A shape appeared at the crack, the outline of a black sombrero and under it an unshaven mustachioed face squinting into the sunlight.
Arnwood levered back the hammer on his rifle and eased his cheek against the stock. He could smell the gun oil from the hot metal close to his nostrils and the feel of the grip snug in his hand. His finger looped carefully around the trigger.
The shadow in the doorway rose up as Kazoo Jack stood and slid half his body out to peer up and down the valley.
‘I could take you now,’ thought Arnwood. ‘But I will wait.’
The figure below eased forward, he wore a grubby white shirt stained with trail dust and over it a black leather vest. The long sleeved shirt was gathered in at the cuffs by leather wrist guards and in one hand the outlaw carried a cocked Remington pistol down by his side. A bell-bottomed striped pants leg with heeled Mexican boots stepped out tentatively as if testing the water of a pool on a cool day.
Satisfied, the outlaw walked free of the cabin, intent on making his way to the creek.

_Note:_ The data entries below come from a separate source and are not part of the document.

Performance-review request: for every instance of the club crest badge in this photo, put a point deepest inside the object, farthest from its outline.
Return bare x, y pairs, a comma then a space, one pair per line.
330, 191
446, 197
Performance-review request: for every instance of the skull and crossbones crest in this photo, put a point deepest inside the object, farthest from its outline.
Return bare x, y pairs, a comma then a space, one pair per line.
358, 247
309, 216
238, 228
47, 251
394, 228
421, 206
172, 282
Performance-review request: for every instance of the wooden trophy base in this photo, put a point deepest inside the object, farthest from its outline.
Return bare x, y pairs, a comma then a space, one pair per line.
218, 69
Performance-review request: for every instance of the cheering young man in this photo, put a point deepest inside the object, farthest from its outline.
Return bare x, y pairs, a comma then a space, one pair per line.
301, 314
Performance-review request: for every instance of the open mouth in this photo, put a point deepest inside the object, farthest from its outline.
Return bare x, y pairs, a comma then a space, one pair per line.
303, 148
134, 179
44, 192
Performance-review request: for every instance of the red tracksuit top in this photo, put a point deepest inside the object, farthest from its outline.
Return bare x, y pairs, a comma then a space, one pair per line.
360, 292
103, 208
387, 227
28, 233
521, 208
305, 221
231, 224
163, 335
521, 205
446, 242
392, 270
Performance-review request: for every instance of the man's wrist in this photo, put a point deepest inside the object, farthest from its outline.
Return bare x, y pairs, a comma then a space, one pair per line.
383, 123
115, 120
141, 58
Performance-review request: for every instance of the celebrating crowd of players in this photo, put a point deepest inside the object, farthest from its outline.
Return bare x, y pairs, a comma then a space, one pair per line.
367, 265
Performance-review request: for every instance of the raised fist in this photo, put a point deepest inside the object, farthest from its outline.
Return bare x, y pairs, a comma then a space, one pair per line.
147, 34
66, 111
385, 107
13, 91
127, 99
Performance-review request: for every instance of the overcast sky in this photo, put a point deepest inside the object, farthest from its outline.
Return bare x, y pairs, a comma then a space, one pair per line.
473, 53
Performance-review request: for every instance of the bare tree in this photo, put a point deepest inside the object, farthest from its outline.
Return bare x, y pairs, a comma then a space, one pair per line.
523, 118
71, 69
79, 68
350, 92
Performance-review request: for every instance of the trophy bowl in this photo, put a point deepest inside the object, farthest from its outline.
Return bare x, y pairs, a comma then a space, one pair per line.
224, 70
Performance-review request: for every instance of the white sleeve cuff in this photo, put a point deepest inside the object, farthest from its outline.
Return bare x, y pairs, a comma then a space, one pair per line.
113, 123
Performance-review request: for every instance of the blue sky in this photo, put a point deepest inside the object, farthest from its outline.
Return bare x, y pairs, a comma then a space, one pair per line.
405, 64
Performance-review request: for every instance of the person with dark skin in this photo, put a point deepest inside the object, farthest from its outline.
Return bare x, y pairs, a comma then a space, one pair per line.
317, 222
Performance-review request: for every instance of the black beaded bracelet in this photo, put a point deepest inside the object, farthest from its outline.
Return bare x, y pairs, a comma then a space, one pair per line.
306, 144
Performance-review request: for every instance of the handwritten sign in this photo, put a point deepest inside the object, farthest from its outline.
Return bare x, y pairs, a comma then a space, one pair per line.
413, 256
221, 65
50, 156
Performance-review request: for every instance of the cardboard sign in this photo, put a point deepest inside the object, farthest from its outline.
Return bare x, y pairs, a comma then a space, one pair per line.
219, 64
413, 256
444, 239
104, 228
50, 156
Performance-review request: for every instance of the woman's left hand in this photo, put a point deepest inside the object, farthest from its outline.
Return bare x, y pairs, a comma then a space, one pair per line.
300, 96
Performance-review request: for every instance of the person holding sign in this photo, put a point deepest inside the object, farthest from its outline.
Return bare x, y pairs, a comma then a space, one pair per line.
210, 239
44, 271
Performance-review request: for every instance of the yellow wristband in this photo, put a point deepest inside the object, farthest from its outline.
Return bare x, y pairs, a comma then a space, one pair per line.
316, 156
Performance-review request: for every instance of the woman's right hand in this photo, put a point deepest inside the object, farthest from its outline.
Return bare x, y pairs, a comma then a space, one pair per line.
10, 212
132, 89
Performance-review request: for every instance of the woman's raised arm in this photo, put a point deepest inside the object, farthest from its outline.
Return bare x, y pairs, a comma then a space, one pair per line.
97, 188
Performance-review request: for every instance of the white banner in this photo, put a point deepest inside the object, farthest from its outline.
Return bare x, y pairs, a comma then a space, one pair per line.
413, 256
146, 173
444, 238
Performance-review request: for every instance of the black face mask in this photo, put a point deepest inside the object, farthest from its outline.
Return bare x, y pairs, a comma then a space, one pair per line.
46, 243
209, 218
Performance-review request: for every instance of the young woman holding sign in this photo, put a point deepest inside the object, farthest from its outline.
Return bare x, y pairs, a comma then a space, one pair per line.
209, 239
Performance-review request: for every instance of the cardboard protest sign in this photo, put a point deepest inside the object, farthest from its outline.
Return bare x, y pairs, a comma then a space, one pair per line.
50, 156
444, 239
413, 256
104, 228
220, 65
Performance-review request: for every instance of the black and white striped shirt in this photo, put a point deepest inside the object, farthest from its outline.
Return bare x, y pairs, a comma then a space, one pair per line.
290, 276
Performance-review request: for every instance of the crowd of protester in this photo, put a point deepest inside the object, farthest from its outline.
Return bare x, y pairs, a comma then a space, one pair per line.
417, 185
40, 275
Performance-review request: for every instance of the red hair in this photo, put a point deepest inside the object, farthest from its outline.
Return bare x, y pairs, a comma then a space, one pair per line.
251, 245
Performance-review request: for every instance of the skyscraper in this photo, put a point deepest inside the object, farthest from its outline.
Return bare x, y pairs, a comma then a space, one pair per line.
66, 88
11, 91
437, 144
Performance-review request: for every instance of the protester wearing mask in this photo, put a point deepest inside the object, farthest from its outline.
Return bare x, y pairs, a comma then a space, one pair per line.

Arnwood allowed the breath to leave his lips in a gentle sigh and squeezed the trigger.
When he got down there, Kazoo was writhing on the ground clutching at the hole in his thigh. His pistol lay in the dust next to his fallen sombrero.
‘Damn you!’ Kazoo cursed as Arnwood’s shadow fell across him. ‘Goddamn you for that!’
He was spitting angry and in great pain, both hands clutched over the trickling wound in his leg.
Arnwood kicked the Remington out of reach with his toe, still keeping the rifle on the wincing outlaw. ‘You’re lucky,’ Arnwood said. ‘It could have been a mite higher.’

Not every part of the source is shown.